Use coupled cpuidle on imx6q

Mon Oct 15 18:58:11 EDT 2012

On Mon, Oct 15, 2012 at 9:28 AM, Shawn Guo <shawn.guo at linaro.org> wrote:
> Changed subject (was: Re: [PATCH 7/7] ARM: tegra30: cpuidle: add LP2
> driver for CPU0) ...
>
> On Fri, Oct 12, 2012 at 01:50:35PM -0700, Colin Cross wrote:
>> Current coupled cpuidle requires all cpus to wake up together and go
>> back to the idle governor to select a new state, because that's what
>> all available ARM cpus did when I wrote it.  You should be able to
>> implement coupled idle on a cpu that does not need to wake all the
>> cpus if you wake them anyways,
>
> Can you please elaborate it a little bit?  I do not quite understand
> what you mean.

In the current coupled cpuidle implementation, no cpu will return back
to the scheduler until all cpus have returned from their idle
function.  That means you need to force each cpu to wake up whenever
one of them wakes up.  This is a limitation in the current coupled
cpuidle design due to all existing coupled cpuidle implemenations
having it as a hardware requirement, but is not a hardware requirement
for your WAIT mode.  Until somebody fixes that, you have to fake
wakeups to the other cpus.

> Basically, imx6q has a low-power mode named WAIT.  When all 4 cores
> are in WFI, imx6q will go into WAIT mode, and whenever there is a
> wakeup interrupt, it will exit WAIT mode.  Software can configure
> hardware behavior during WAIT mode, clock gating or power gating for
> ARM core.
>
> I'm trying to implement this low-power mode with coupled cpuidle.
> I initially have the following code as the coupled cpuidle enter
> function for clock gating case.
>
> static int imx6q_enter_wait_coupled(struct cpuidle_device *dev,
>                                     struct cpuidle_driver *drv, int index)
> {
>         int cpu = dev->cpu;
>
>         clockevents_notify(CLOCK_EVT_NOTIFY_BROADCAST_ENTER, &cpu);
>
>         if (atomic_inc_return(&master) == num_online_cpus())
>                 imx6q_set_lpm(WAIT_UNCLOCKED);
>
>         cpu_do_idle();
>
>         if (atomic_dec_return(&master) == num_online_cpus() - 1)
>                 imx6q_set_lpm(WAIT_CLOCKED);
>
>         clockevents_notify(CLOCK_EVT_NOTIFY_BROADCAST_EXIT, &cpu);
>         return index;
> }
>
> However I think there are a couple of problems.  The first one is the
> extra wakeups you have mentioned.  When last cpu is in call
> imx6q_set_lpm(), some of the first 3 cpus that are already in WFI may
> exit from there.  The second one is when hardware exits WAIT mode and
> has ARM clock resumed, some cpus may stay in WFI if scheduler has
> nothing to wake them up.  This breaks the requirement of coupled cpuidle
> that all cpus need to exit together.  I can force the function to work
> around the problems by adding cpuidle_coupled_parallel_barrier() just
> above cpu_do_idle() and arch_send_wakeup_ipi_mask(cpu_online_mask)
> right after imx6q_set_lpm(WAIT_CLOCKED).  But I doubt it's appropriate.

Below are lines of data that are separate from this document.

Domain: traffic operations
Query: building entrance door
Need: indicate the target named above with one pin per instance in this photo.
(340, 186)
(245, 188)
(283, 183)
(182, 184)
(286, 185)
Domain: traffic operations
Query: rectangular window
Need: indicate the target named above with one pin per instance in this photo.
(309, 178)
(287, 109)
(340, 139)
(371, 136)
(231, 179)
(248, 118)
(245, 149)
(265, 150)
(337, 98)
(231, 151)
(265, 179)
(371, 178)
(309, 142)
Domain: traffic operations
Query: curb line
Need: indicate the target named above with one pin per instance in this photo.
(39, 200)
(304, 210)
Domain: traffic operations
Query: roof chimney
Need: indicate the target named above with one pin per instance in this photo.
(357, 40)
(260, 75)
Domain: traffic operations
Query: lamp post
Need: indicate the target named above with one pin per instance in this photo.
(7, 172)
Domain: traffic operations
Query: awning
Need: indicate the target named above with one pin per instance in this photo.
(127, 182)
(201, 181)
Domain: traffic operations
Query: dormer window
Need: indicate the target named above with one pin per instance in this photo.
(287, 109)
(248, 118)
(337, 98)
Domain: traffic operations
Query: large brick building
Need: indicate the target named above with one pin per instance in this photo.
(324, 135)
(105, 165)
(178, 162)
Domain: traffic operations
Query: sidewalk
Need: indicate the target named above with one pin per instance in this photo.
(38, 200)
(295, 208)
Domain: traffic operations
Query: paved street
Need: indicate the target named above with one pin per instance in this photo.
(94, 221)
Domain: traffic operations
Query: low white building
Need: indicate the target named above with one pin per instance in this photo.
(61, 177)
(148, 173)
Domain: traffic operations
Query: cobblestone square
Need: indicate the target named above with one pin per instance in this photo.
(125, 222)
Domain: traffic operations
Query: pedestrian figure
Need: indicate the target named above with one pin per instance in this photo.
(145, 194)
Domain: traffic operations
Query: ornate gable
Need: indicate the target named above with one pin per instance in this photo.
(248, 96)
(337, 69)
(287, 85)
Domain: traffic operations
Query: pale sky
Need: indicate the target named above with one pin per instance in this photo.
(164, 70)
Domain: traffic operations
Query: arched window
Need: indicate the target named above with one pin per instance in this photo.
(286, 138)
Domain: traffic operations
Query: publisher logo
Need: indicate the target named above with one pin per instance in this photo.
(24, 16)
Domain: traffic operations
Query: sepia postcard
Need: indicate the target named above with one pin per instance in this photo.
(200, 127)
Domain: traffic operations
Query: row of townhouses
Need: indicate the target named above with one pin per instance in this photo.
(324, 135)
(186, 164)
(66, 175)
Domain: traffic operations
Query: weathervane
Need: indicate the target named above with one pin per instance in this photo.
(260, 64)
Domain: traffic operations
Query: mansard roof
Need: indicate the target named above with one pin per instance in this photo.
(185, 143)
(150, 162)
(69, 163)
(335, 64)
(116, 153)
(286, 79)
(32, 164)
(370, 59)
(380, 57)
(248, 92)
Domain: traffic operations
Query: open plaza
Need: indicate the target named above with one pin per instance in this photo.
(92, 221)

That is the appropriate way of getting it working with today's coupled cpuidle.

> So I rewrite the function as below to not use coupled cpuidle, and it
> works fine.
>
> static int imx6q_enter_wait(struct cpuidle_device *dev,
>                             struct cpuidle_driver *drv, int index)
> {
>         int cpu = dev->cpu;
>
>         clockevents_notify(CLOCK_EVT_NOTIFY_BROADCAST_ENTER, &cpu);
>
>         if (atomic_inc_return(&master) == num_online_cpus()) {
>                 /*
>                  * With this lock, we prevent the other cpu to exit and
>                  * enter this function again and become the master.
>                  */
>                 if (!spin_trylock(&master_lock))
>                         goto idle;
>
>                 imx6q_set_lpm(WAIT_UNCLOCKED);
>                 cpu_do_idle();
>                 imx6q_set_lpm(WAIT_CLOCKED);
>
>                 spin_unlock(&master_lock);
>                 goto out;
>         }
>
> idle:
>         cpu_do_idle();
> out:
>         atomic_dec(&master);
>         clockevents_notify(CLOCK_EVT_NOTIFY_BROADCAST_EXIT, &cpu);
>         return index;
> }

Coupled cpuidle provides two features, and you only need one of them
for your clock gating mode.  The more complex one is sequencing, which
you don't need since your hardware can check if all cpus are in WFI
for you.  The other feature is voting, to make sure all cpus can
accept the exit latency of the deeper idle state.  The
atomic_inc_return is handling voting in your example, but it can't
handle one cpu requesting power gating while the other requests clock
gating.

> For power gating case, it may better fit coupled cpuidle usage model,
> since all the cores will have to run resume routine and thus will not
> be in WFI when hardware exits from WAIT mode.  But we still need to
> work out the extra wakeup issue which will also be seen in this case.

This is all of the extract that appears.